3E Designing Your Own Statistical Models Using Maximum Likelihood Estimation
Jonathan Kropko, University of Virginia
8 - 19 August (two week course / 35 hrs)
Jonathan Kropko is an assistant professor of political science at the University of Virginia. Previously,
he held a position as a postdoctoral researcher at Columbia University, and obtained his doctorate from the University of North Carolina at Chapel Hill in 2011.
His work has been published in Political Analysis and Biometrika, and has a textbook on mathematics for the social sciences forthcoming with Sage publishing.
His areas of study are political methodology and voting behavior in American and comparative contexts.
- IThis course will address any analytical problem that involves building a model to explain the variation of a limited (non-normal or non-continuous) dependent variable. The first topic will be a brief review of the topics in mathematics and statistics that are necessary for understanding a likelihood function: probability distributions, joint probability, logarithms, differentiation, optimization, and OLS regression.
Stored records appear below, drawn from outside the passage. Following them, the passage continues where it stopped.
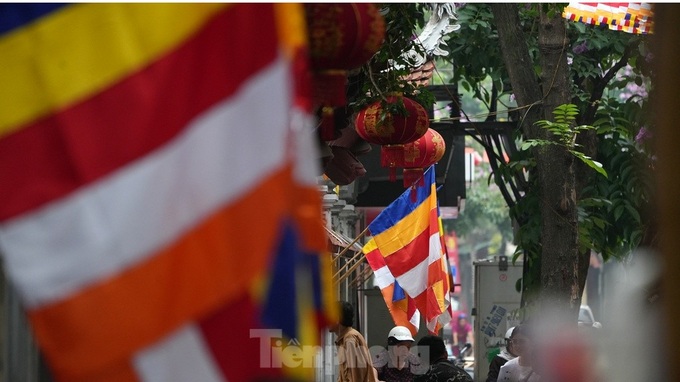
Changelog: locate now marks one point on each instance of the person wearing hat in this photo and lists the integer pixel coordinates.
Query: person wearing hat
(501, 358)
(432, 351)
(397, 363)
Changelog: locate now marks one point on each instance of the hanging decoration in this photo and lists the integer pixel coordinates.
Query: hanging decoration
(392, 129)
(420, 154)
(342, 36)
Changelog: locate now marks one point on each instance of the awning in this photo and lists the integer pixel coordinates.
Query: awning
(341, 240)
(634, 18)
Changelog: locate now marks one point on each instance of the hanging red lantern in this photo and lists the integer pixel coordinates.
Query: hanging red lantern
(421, 153)
(391, 131)
(342, 36)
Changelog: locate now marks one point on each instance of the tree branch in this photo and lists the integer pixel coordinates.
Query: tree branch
(596, 95)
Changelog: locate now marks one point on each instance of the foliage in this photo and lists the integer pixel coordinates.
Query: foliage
(485, 217)
(564, 134)
(611, 77)
(386, 71)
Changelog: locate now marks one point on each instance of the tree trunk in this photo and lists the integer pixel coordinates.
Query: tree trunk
(560, 272)
(559, 236)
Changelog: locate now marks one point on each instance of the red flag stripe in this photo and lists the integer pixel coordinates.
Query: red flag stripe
(116, 316)
(89, 140)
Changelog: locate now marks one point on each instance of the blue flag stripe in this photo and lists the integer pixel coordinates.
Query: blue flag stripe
(13, 16)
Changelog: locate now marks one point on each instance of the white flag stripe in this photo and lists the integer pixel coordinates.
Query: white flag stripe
(383, 277)
(180, 357)
(436, 250)
(413, 281)
(91, 233)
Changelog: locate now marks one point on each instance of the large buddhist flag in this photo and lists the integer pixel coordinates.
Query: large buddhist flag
(156, 161)
(406, 248)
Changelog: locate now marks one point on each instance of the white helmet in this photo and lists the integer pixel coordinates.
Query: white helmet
(400, 333)
(508, 334)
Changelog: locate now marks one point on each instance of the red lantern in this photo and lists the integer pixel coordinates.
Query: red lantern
(392, 130)
(342, 36)
(423, 152)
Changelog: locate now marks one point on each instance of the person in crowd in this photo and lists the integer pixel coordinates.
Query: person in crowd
(440, 369)
(462, 331)
(501, 358)
(354, 359)
(397, 363)
(520, 369)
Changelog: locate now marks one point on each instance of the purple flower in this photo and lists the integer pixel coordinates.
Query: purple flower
(642, 135)
(649, 57)
(580, 48)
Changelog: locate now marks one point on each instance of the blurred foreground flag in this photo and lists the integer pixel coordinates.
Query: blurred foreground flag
(155, 160)
(634, 18)
(407, 246)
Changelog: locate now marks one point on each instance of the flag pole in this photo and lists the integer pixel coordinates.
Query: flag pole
(358, 256)
(353, 241)
(351, 269)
- The second topic will be the construction of a generalized linear model, likelihood and log-likelihood functions, and maximization.
- The remaining topics will be applications of GLM and MLE for the analysis of limited dependent variables. We will emphasize the interpretation of model results above and beyond the sign and significance of coefficients (e.g. marginal effects, various intuitive quantities of interest). First we will cover logit, probit, and other models for the analysis of binary dependent variables. Then we will cover models for ordinal variables (ordered logit, ordered probit), nominal variables (multinomial logit, conditional logit, multinomial probit), and count variables (poisson, negative binomial, zero-inflation). We will wrap up the course by talking about survival models (Weibull, Cox proportional hazards).
- The course has four objectives. By the end of the course, students will be able to:
- 1. Craft a generalized linear model that is appropriate for a binary, ordinal, nominal, count, or duration dependent variable and estimate this model in Stata.
- 2. Interpret the results of standard GLMs in ways that express the magnitude of an effect, in addition to the direction and significance.
- 3. Explain the principles that underlie maximum likelihood estimation and how they relate to specific data applications.
- 4. Understand that the standard models are only examples of the use of GLM and MLE, that these tools can be used to craft models that are custom built for a particular theoretical application.
- This course will give students a solid foundation to conduct thorough analyses using classic models, to explore more complicated GLMs on their own, and to build novel new models.
- The course should be taken subsequent to a course on linear regression using OLS. For an applied researcher, this course will be an initiation to research applications that use advanced probability models.
- Before taking this course, students should be familiar with topics in probability including density functions, hypothesis testing, and moments. They should also be strong with linear regression and should have no problem interpreting coefficients. A strong background in mathematics, especially calculus, will be very helpful.
Representative Background Reading
- Messer, Anne, Joost Berkhout, and David Lowery. 2011. “The Density of the EU Interest System: A Test of the ESA Model.” British Journal of Political Science. 41(1): 161 – 190
- Cameron, A. Colin and Pravin K. Trivedi. 2010. Microeconomics Using Stata. College Station, TX: Stata Press.